Following months of discussion and negotiations, Baron Oil's board has decided that it will not serve any useful purpose in pursuing a legal action to wind up Union Oil & Gas in the British Virgin Islands.

Furthermore, by pursuing any legal action can damage the company’s farm-out discussions with third parties and can also impact its status of the contract licence for Block Z-34.

As there is only less time remaining for the contract, Baron Oil stated that it needed to come out with a new working relationship with Union Oil & Gas that can help in playing its role in both the ongoing operations and the farm-out discussions.

After Union Oil & Gas failed to meet is financial obligations following the approval of public deed this February, both the companies negotiated and agreed a termination agreement to the FIA that will be effective from 8 September. 

Baron Oil stated that Union Oil & Gas has not paid any funds when the contract operating agreement was terminated this April. With the termination agreement being reached,  Union Oil & Gas has no liability to pay the $2m that should have been paid on completion.

Taking local taxes and other costs into account, it would have been payable but, they were conditional on the receipt of the $2m.

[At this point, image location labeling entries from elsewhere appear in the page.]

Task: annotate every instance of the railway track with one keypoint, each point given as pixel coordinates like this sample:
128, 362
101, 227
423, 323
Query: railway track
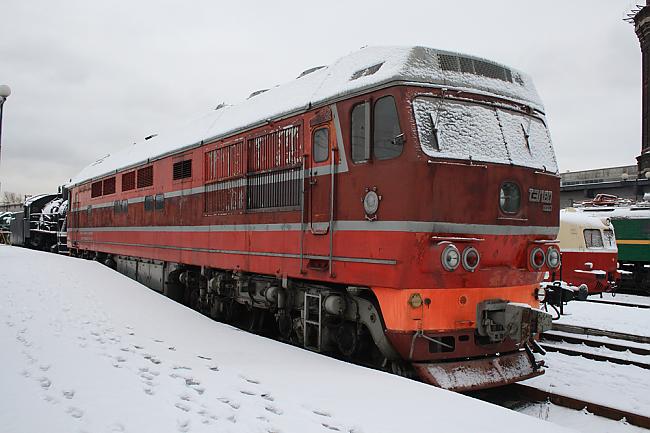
620, 304
524, 393
573, 336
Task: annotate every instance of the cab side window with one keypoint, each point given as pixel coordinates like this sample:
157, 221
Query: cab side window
320, 144
388, 140
360, 134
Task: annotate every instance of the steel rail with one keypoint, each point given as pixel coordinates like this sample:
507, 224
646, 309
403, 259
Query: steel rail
594, 356
534, 394
621, 304
595, 343
582, 330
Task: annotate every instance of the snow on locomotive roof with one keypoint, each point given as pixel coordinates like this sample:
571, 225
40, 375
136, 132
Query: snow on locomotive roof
623, 212
582, 219
357, 72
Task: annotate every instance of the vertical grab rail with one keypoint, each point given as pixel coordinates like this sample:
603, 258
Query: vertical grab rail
332, 172
302, 209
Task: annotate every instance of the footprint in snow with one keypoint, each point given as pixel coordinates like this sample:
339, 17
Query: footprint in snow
45, 382
183, 425
183, 407
75, 412
227, 401
249, 380
273, 410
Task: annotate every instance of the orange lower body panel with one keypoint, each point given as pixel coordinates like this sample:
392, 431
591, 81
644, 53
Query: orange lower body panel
444, 308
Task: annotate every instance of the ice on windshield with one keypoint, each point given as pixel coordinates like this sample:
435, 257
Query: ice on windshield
461, 130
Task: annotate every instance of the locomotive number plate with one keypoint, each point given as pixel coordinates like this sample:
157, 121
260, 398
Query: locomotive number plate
540, 196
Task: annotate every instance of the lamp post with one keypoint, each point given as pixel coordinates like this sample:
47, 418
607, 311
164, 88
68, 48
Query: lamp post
5, 91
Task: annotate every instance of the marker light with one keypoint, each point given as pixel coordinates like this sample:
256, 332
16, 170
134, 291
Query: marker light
471, 259
537, 258
450, 257
553, 258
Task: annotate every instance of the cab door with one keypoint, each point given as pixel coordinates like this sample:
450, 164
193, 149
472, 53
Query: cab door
319, 203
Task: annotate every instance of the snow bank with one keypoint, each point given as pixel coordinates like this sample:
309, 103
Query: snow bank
87, 349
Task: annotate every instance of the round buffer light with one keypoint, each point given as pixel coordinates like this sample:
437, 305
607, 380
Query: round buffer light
450, 257
471, 259
553, 258
537, 258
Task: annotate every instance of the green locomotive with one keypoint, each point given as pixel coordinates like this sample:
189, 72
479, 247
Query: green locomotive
632, 227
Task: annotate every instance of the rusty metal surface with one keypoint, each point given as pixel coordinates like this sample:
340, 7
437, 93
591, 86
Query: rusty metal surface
535, 394
475, 374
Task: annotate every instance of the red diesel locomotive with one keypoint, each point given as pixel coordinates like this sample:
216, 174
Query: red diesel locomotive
398, 208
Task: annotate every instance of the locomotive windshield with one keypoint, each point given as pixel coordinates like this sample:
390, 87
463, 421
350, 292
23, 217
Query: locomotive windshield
462, 130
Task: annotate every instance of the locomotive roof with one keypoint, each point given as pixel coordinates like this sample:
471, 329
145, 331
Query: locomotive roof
355, 73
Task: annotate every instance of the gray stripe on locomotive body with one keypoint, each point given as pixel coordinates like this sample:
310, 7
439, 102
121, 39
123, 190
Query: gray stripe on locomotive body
250, 253
379, 226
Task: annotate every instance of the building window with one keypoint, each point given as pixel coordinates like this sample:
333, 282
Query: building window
160, 201
109, 186
96, 189
145, 177
182, 169
593, 238
360, 138
388, 140
128, 181
320, 144
148, 202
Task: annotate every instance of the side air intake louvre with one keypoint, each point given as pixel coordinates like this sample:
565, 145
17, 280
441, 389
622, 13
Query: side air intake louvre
468, 65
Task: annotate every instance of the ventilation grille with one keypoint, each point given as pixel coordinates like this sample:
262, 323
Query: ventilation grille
128, 181
182, 169
109, 186
145, 177
468, 65
96, 189
366, 71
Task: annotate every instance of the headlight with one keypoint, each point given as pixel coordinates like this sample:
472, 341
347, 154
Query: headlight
450, 257
537, 258
553, 258
471, 258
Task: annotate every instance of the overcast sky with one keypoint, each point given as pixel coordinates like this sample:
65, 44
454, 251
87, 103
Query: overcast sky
90, 77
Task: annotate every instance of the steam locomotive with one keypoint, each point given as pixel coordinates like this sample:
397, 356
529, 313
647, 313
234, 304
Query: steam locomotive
398, 208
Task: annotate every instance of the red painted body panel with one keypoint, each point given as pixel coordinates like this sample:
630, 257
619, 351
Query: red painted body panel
395, 255
574, 262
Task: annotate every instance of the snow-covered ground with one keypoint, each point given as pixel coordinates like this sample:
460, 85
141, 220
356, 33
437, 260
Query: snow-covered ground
579, 420
85, 349
621, 297
610, 317
624, 387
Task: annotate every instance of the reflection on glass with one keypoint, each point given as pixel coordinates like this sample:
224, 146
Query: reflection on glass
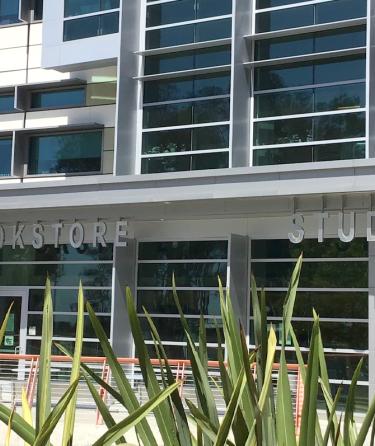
183, 250
170, 329
325, 12
311, 248
320, 128
188, 60
80, 7
92, 26
65, 153
66, 300
308, 154
185, 10
184, 140
314, 275
186, 88
9, 12
181, 35
185, 113
193, 302
310, 43
185, 162
70, 97
5, 156
6, 103
186, 274
285, 76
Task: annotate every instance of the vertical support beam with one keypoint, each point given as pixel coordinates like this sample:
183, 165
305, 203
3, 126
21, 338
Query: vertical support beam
240, 107
239, 277
128, 89
124, 275
370, 79
371, 315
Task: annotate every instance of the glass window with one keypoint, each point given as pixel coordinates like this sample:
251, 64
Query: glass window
66, 300
168, 141
285, 131
188, 60
64, 253
71, 97
325, 12
185, 10
192, 301
9, 12
186, 88
92, 26
311, 248
180, 35
65, 153
5, 156
185, 162
314, 275
183, 250
335, 70
80, 7
6, 103
185, 113
326, 304
92, 275
38, 9
310, 43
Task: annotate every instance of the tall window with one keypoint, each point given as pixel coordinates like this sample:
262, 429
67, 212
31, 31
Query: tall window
309, 88
186, 119
196, 266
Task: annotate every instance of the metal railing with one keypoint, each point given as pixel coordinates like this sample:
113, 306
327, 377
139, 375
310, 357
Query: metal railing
21, 371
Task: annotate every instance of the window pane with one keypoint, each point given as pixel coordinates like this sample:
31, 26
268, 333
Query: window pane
336, 70
61, 275
284, 18
6, 103
349, 150
284, 103
310, 43
314, 275
311, 248
171, 12
183, 250
326, 304
187, 60
66, 300
92, 26
194, 87
170, 329
185, 162
286, 155
340, 10
186, 274
58, 98
340, 97
65, 153
9, 11
80, 7
5, 156
192, 302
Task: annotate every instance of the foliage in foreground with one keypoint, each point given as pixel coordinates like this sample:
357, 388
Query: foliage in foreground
255, 413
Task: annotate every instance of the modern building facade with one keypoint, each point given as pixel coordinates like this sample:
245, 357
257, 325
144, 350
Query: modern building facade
199, 138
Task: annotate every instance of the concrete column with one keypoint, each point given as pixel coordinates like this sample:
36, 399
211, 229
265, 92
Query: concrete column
124, 275
371, 316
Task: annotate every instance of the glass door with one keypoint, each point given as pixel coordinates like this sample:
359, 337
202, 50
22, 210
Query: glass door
15, 334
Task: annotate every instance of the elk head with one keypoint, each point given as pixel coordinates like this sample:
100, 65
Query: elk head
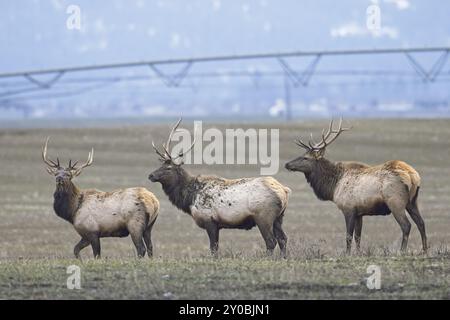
170, 170
314, 150
64, 175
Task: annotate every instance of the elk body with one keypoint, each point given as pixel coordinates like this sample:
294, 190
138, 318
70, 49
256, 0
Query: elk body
96, 214
359, 189
216, 203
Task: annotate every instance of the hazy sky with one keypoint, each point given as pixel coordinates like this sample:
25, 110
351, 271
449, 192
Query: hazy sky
34, 35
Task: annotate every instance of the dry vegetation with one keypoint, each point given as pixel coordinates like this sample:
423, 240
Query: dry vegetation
36, 246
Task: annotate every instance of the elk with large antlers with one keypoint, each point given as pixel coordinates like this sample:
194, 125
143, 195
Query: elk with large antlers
216, 203
97, 214
359, 189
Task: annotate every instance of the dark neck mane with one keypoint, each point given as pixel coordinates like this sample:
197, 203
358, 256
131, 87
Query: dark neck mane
323, 178
182, 192
67, 200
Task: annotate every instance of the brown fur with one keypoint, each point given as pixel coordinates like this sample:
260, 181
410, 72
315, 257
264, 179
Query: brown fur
359, 189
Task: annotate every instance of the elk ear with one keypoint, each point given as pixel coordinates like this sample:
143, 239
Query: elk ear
318, 154
51, 171
75, 172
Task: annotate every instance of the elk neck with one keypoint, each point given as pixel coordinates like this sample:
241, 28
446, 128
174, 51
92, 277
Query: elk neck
324, 178
67, 200
182, 190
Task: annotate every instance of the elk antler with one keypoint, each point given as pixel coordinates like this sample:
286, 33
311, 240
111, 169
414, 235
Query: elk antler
327, 138
166, 155
77, 170
52, 165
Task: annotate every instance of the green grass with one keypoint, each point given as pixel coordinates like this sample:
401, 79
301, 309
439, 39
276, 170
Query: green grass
405, 277
36, 246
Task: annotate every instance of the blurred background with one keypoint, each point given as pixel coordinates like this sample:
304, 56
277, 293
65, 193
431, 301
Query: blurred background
35, 37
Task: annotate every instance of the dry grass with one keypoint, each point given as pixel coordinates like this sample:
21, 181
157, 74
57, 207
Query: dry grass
36, 246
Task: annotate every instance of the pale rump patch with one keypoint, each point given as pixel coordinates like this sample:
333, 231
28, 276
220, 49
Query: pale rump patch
407, 174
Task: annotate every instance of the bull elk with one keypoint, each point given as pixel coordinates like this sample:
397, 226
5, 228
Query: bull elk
359, 189
216, 203
96, 214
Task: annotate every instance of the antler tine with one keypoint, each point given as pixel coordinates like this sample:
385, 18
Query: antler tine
167, 145
325, 136
89, 160
48, 162
301, 144
336, 133
182, 154
163, 156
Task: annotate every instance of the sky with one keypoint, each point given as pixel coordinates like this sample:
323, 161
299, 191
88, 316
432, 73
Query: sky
34, 33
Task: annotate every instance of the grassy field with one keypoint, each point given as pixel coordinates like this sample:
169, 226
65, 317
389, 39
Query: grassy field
36, 246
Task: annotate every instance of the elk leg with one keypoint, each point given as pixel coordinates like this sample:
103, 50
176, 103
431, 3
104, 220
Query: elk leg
280, 235
266, 230
79, 246
413, 211
358, 229
95, 243
136, 229
148, 240
138, 243
405, 225
213, 233
350, 226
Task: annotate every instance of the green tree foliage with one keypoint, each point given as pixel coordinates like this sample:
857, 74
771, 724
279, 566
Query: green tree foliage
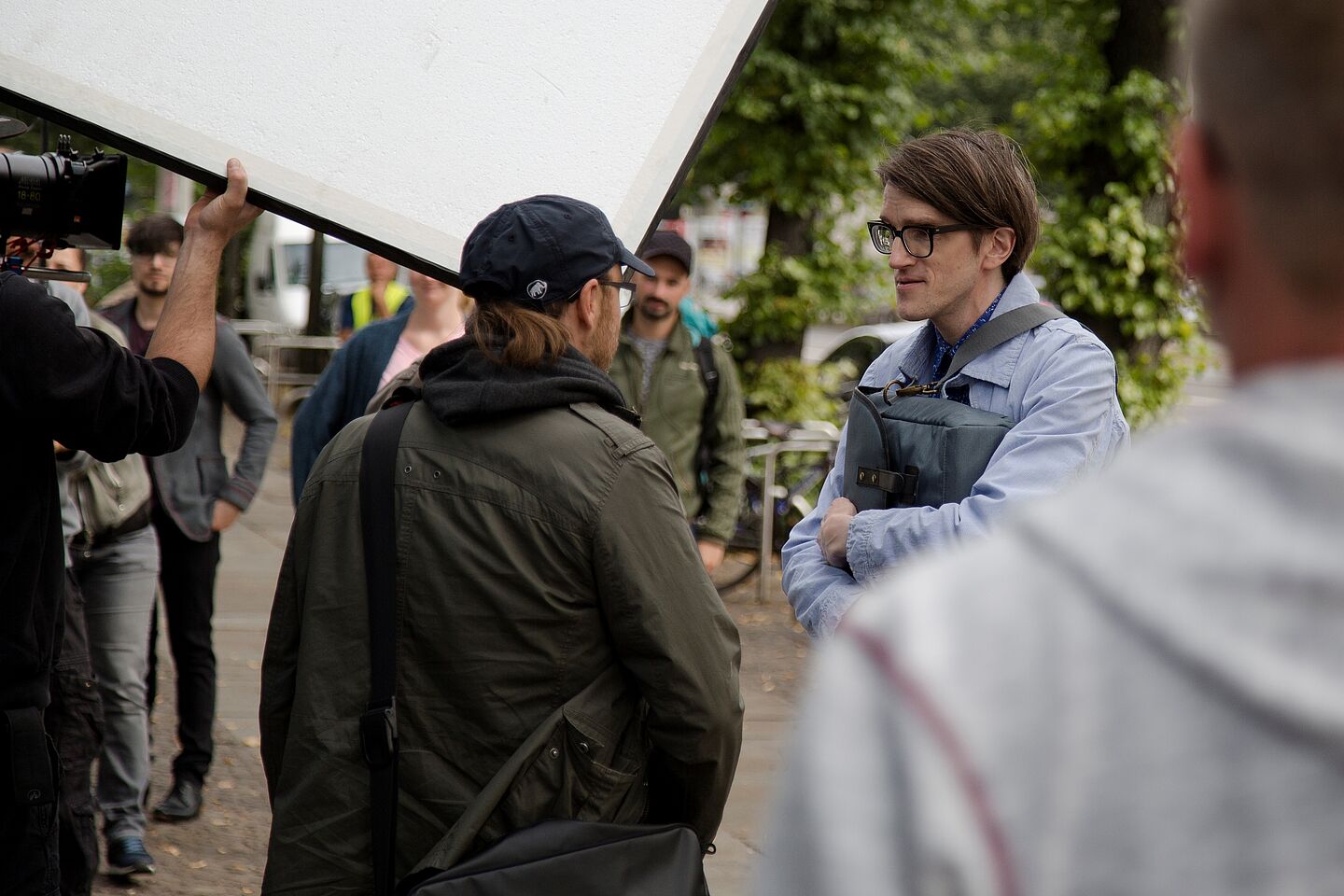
816, 104
1081, 83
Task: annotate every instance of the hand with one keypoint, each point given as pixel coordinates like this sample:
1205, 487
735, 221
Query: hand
223, 216
711, 555
834, 532
223, 516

Costs incurred under the FIA between April and August are still due from Union. However as of 8 September, all costs on Z-34 will be shared between Baron and Plectrum Petroleum Ltd Succursal del Peru (a wholly-owned subsidiary of UOGG) on a 50:50 basis.

Baron chairman Bill Colvin said: "UOGG's failure to abide by the terms of the FIA was extremely disappointing, placing Baron in a very difficult position, and the Termination Agreement is definitely not the best financial outcome for Baron."